Où en sommes-nous? & autres textes de Miguel Amorós
Typemachine, Gand (Belgique)
88 p., mai 2008

Beaucoup n’ont découvert Amorós, membre espagnol de l’Encyclopédie des Nuisances, que lors de la parution de son Durruti dans le labyrinthe (EdN, 2007). Il existe maintenant une traduction de plusieurs de ses textes, qui reflètent plus les thèmes sur lesquels il s’est fait connaître de l’autre côté des Pyrénées, comme l’autonomie ouvrière et la question des assemblées, ou la technologie et la question de l’Etat. De nombreux points séparent ce marxiste post-situationaliste des anarchistes, aussi, plutôt que de procéder à une resucée de ces divergences, avons-nous jugé intéressant de republier ici l’introduction critique à ces traductions.

Les articles et comptes rendus de causeries qui composent ce recueil ont été écrits par Miguel Amorós comme autant d’apports aux débats en cours en Espagne.
Nous avons décidé de les traduire pour l’éclairage qu’ils portent sur l’histoire contemporaine espagnole, pour la réflexion menée autour de la technologie et des rapports sociaux et le lien fait entre les luttes contre les nuisances et l’histoire de la lutte des classes. Nous avons aussi apprécié la critique portée sur les différentes formes que peut prendre l’aliénation moderne y compris la fausse contestation (réformisme, luttes parcellaires, pièges des conflits régulateurs du capitalisme, etc.).

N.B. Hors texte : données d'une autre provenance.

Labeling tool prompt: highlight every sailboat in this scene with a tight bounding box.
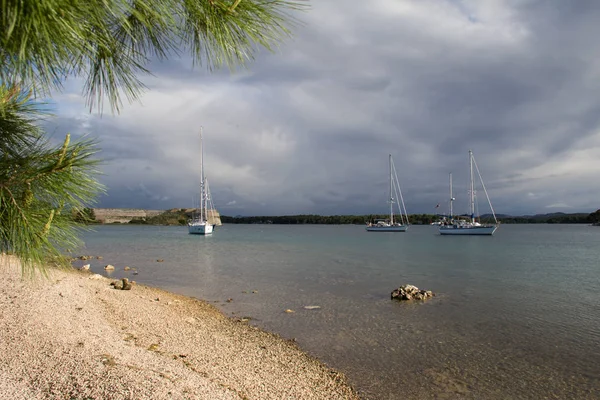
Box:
[366,154,409,232]
[439,150,499,236]
[188,127,214,235]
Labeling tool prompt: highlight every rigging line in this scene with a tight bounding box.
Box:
[472,155,498,224]
[391,159,409,225]
[392,183,403,225]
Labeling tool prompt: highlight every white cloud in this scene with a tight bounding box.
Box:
[546,203,572,209]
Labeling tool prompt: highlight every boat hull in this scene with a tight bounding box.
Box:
[366,225,409,232]
[188,223,214,235]
[439,225,497,235]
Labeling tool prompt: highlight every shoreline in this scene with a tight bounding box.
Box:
[0,256,358,399]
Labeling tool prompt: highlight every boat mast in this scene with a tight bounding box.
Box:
[449,172,453,219]
[469,149,475,223]
[200,127,204,223]
[389,154,394,225]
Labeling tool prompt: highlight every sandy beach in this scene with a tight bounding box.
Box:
[0,256,358,399]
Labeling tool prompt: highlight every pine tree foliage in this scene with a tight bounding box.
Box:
[1,0,305,112]
[1,1,303,275]
[0,85,104,275]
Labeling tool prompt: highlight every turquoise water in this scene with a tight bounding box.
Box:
[77,224,600,399]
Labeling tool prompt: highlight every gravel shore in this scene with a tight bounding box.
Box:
[0,256,358,399]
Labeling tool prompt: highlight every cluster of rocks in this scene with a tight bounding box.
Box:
[110,278,134,290]
[73,255,145,277]
[391,284,435,301]
[77,263,138,275]
[74,255,103,261]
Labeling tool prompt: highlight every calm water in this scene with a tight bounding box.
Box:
[77,224,600,399]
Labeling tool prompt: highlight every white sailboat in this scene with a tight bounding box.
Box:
[188,127,214,235]
[439,150,499,236]
[366,154,409,232]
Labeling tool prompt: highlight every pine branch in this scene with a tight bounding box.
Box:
[0,84,104,275]
[1,0,307,113]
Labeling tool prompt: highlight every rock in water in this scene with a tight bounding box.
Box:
[391,284,435,301]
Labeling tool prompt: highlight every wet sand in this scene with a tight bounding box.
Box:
[0,256,358,399]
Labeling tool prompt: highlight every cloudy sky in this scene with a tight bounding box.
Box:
[47,0,600,216]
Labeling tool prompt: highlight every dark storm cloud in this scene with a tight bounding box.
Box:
[50,0,600,215]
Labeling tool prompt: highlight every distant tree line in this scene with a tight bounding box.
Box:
[482,212,594,224]
[588,209,600,224]
[221,212,598,225]
[96,209,600,226]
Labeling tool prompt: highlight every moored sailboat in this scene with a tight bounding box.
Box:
[366,154,409,232]
[188,127,215,235]
[439,150,499,236]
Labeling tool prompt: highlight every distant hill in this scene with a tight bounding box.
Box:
[480,213,511,219]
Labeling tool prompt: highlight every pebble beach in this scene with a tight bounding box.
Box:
[0,256,358,399]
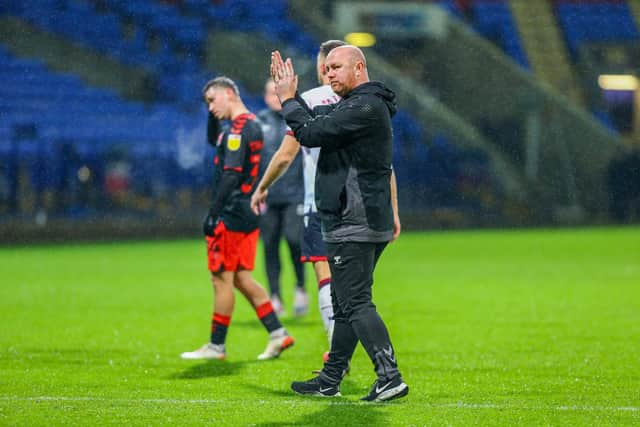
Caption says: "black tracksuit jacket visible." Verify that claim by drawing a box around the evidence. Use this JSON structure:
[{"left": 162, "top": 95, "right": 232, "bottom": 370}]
[{"left": 281, "top": 81, "right": 397, "bottom": 243}]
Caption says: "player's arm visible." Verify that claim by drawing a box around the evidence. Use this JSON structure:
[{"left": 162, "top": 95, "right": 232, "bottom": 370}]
[
  {"left": 203, "top": 131, "right": 247, "bottom": 236},
  {"left": 203, "top": 171, "right": 241, "bottom": 236},
  {"left": 271, "top": 52, "right": 356, "bottom": 148},
  {"left": 207, "top": 112, "right": 220, "bottom": 147},
  {"left": 250, "top": 134, "right": 301, "bottom": 215},
  {"left": 390, "top": 167, "right": 401, "bottom": 242},
  {"left": 280, "top": 97, "right": 370, "bottom": 149}
]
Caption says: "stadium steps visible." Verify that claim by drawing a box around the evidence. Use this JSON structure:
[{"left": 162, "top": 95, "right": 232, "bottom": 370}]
[
  {"left": 618, "top": 0, "right": 640, "bottom": 142},
  {"left": 508, "top": 0, "right": 585, "bottom": 106},
  {"left": 203, "top": 29, "right": 318, "bottom": 97},
  {"left": 631, "top": 0, "right": 640, "bottom": 28},
  {"left": 203, "top": 30, "right": 296, "bottom": 95},
  {"left": 0, "top": 16, "right": 154, "bottom": 102},
  {"left": 470, "top": 1, "right": 530, "bottom": 69}
]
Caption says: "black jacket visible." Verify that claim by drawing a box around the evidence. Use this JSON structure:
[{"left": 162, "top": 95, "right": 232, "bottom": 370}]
[{"left": 281, "top": 81, "right": 397, "bottom": 243}]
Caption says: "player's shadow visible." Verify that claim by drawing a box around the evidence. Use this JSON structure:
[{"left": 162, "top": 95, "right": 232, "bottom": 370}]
[
  {"left": 243, "top": 380, "right": 398, "bottom": 426},
  {"left": 169, "top": 359, "right": 253, "bottom": 379},
  {"left": 231, "top": 318, "right": 317, "bottom": 328},
  {"left": 254, "top": 400, "right": 390, "bottom": 427},
  {"left": 242, "top": 377, "right": 362, "bottom": 399},
  {"left": 240, "top": 381, "right": 296, "bottom": 398},
  {"left": 18, "top": 347, "right": 130, "bottom": 366}
]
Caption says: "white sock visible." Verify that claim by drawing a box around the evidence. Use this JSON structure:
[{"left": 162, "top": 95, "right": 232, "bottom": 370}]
[
  {"left": 208, "top": 343, "right": 225, "bottom": 353},
  {"left": 269, "top": 327, "right": 286, "bottom": 339},
  {"left": 318, "top": 283, "right": 334, "bottom": 345}
]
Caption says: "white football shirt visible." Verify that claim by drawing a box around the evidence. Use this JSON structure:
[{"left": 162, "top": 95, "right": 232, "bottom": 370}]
[{"left": 297, "top": 85, "right": 340, "bottom": 213}]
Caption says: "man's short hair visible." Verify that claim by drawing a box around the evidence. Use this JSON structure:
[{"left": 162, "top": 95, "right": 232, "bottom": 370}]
[
  {"left": 202, "top": 76, "right": 240, "bottom": 97},
  {"left": 319, "top": 40, "right": 347, "bottom": 58}
]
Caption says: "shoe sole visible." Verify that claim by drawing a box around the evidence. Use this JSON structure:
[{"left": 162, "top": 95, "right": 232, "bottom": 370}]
[
  {"left": 291, "top": 389, "right": 342, "bottom": 398},
  {"left": 180, "top": 355, "right": 225, "bottom": 360},
  {"left": 257, "top": 336, "right": 295, "bottom": 360},
  {"left": 375, "top": 383, "right": 409, "bottom": 402},
  {"left": 281, "top": 335, "right": 295, "bottom": 352},
  {"left": 311, "top": 391, "right": 342, "bottom": 398}
]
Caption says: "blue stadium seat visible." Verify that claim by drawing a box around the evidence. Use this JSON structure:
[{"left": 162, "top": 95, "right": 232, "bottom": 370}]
[
  {"left": 472, "top": 1, "right": 530, "bottom": 69},
  {"left": 556, "top": 0, "right": 639, "bottom": 58},
  {"left": 1, "top": 1, "right": 444, "bottom": 216}
]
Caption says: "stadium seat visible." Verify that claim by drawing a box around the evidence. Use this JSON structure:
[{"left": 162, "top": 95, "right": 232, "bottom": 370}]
[
  {"left": 471, "top": 0, "right": 530, "bottom": 69},
  {"left": 555, "top": 0, "right": 640, "bottom": 58},
  {"left": 0, "top": 0, "right": 446, "bottom": 217}
]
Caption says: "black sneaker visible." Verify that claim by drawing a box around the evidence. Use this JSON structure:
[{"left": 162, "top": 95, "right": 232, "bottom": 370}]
[
  {"left": 360, "top": 376, "right": 409, "bottom": 402},
  {"left": 291, "top": 376, "right": 341, "bottom": 397}
]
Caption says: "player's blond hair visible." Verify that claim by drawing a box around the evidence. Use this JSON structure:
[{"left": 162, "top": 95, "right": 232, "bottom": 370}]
[{"left": 202, "top": 76, "right": 240, "bottom": 97}]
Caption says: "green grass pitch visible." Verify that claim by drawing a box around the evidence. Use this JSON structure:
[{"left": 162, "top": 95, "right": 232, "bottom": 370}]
[{"left": 1, "top": 227, "right": 639, "bottom": 425}]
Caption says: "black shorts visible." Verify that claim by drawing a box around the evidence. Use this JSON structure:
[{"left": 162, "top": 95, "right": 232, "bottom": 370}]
[{"left": 300, "top": 211, "right": 327, "bottom": 262}]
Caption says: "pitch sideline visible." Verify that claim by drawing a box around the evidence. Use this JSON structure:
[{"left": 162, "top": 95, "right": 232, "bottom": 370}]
[{"left": 0, "top": 396, "right": 638, "bottom": 412}]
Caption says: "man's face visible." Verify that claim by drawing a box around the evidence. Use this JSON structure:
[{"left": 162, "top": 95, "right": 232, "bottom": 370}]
[
  {"left": 263, "top": 80, "right": 281, "bottom": 112},
  {"left": 204, "top": 86, "right": 232, "bottom": 119},
  {"left": 325, "top": 50, "right": 357, "bottom": 97}
]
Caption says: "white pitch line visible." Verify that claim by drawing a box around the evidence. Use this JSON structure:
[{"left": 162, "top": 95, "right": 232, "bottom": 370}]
[
  {"left": 0, "top": 396, "right": 226, "bottom": 405},
  {"left": 435, "top": 402, "right": 639, "bottom": 412},
  {"left": 0, "top": 396, "right": 638, "bottom": 412}
]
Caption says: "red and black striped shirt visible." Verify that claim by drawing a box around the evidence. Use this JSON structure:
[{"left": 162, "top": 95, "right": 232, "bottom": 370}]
[{"left": 212, "top": 112, "right": 263, "bottom": 232}]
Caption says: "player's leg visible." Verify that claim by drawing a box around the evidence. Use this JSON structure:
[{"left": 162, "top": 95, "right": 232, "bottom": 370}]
[
  {"left": 181, "top": 224, "right": 234, "bottom": 360},
  {"left": 234, "top": 227, "right": 294, "bottom": 360},
  {"left": 204, "top": 270, "right": 236, "bottom": 357},
  {"left": 181, "top": 270, "right": 235, "bottom": 360},
  {"left": 303, "top": 212, "right": 333, "bottom": 343},
  {"left": 283, "top": 203, "right": 307, "bottom": 316},
  {"left": 260, "top": 203, "right": 284, "bottom": 313},
  {"left": 234, "top": 270, "right": 294, "bottom": 360},
  {"left": 313, "top": 260, "right": 333, "bottom": 345},
  {"left": 328, "top": 241, "right": 408, "bottom": 402},
  {"left": 290, "top": 279, "right": 352, "bottom": 398}
]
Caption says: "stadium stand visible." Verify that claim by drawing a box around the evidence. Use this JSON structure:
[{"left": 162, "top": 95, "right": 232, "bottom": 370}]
[
  {"left": 3, "top": 0, "right": 461, "bottom": 224},
  {"left": 0, "top": 43, "right": 208, "bottom": 216},
  {"left": 552, "top": 0, "right": 639, "bottom": 132},
  {"left": 436, "top": 0, "right": 637, "bottom": 72},
  {"left": 554, "top": 0, "right": 640, "bottom": 59},
  {"left": 470, "top": 1, "right": 530, "bottom": 69},
  {"left": 431, "top": 0, "right": 530, "bottom": 69},
  {"left": 8, "top": 0, "right": 626, "bottom": 232}
]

En revanche, nous avons fait le choix d’écarter d’autres textes parce qu’ils contenaient un certain nombre de points avec lesquels nous étions en désaccord. Les discussions qu’a suscitées l’élaboration de cette brochure nous ont incité à rédiger la présente introduction pour y poser quelques pistes de réflexions.

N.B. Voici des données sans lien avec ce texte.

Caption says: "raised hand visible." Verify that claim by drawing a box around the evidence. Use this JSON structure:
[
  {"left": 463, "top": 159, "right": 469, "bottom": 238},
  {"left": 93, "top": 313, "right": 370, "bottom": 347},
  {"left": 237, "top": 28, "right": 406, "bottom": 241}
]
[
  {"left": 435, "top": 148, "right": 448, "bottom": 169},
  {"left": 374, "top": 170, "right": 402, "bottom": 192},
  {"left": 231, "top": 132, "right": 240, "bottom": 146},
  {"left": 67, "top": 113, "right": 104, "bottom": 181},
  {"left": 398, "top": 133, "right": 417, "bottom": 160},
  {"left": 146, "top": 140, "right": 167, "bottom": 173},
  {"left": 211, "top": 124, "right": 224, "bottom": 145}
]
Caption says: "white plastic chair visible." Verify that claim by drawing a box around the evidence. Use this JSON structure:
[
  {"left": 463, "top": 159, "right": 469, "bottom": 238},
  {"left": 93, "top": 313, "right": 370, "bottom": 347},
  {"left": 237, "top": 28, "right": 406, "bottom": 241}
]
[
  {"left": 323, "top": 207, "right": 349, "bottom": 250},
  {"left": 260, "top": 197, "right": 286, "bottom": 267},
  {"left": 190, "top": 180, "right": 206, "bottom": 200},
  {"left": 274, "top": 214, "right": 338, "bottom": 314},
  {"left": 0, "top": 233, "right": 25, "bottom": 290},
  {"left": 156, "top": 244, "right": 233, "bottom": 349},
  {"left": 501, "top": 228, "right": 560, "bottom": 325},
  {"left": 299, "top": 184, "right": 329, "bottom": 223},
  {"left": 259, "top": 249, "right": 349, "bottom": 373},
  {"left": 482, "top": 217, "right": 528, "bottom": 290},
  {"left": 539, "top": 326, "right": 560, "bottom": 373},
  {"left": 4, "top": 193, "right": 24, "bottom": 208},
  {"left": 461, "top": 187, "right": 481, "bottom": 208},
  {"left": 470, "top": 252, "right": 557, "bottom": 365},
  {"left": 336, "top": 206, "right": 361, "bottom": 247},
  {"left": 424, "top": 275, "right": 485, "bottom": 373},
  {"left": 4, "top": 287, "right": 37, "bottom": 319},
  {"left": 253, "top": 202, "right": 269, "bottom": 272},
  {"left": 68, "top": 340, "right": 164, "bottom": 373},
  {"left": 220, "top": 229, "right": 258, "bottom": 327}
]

Il nous semble tout d’abord nécessaire de lever quelques ambiguïtés quand à la nature et la fonction de l’Etat. Chez Amorós, comme chez bien d’autres, il n’est en effet guère traité pour ce qu’il est fondamentalement. Loin de se résumer à ce qu’il convient d’appeler l’appareil d’Etat, l’Etat moderne englobe l’ensemble des rapports sociaux, réduisant tout individu à son rôle de membre d’une communauté organique qui le transcende. L’Etat se pose à la fois comme l’incarnation et le garant de l’intérêt général, voire universel, face à une supposée somme d’intérêts particuliers qui “par nature” seraient antagoniques. Dès lors, adoptant une fausse position d’arbitre, non seulement il sert les intérêts de la classe dominante, protège et justifie les rapports sociaux existants, mais il pénètre aussi toutes les consciences. Les “citoyens” se voient sommés ou contraints de “se rendre utiles” et de se dépouiller de leurs attributs et désirs “égoïstes”. Les relations sont médiées par la collectivité, les rapports directs étant considérés comme potentiellement dangereux. Cette intégration de la pensée, de l’idéologie de l’Etat – dont une des manifestation est la participation citoyenne – va ainsi bien au delà du simple nombre de fonctionnaires! Il parait donc bien hasardeux d’évoquer la “disparition” de l’Etat, comme cela arrive fréquemment aujourd’hui. En outre, si certaines formes (Etat-Nation ou Etat-Providence par exemple) tendent effectivement à s’effacer derrière d’autres, comme des instances supranationales – bien que ce processus ne se déroule pas de manière univoque et linéaire – nous n’y voyons pas une perte d’Etat mais des transferts de pouvoir, le renforcement de certaines de ses fonctions, de certains de ses aspects selon les conditions et les nécessités. Au même titre nous refusons de nous perdre en conjectures sur la disparition de l’Etat social au profit de l’Etat pénal, non par dénégation des évolutions, mais parce que reprendre à notre compte cette fausse opposition revient selon nous à séparer ce qui va de pair et à ignorer le pouvoir et le rôle de coercition intrinsèques à l’Etat.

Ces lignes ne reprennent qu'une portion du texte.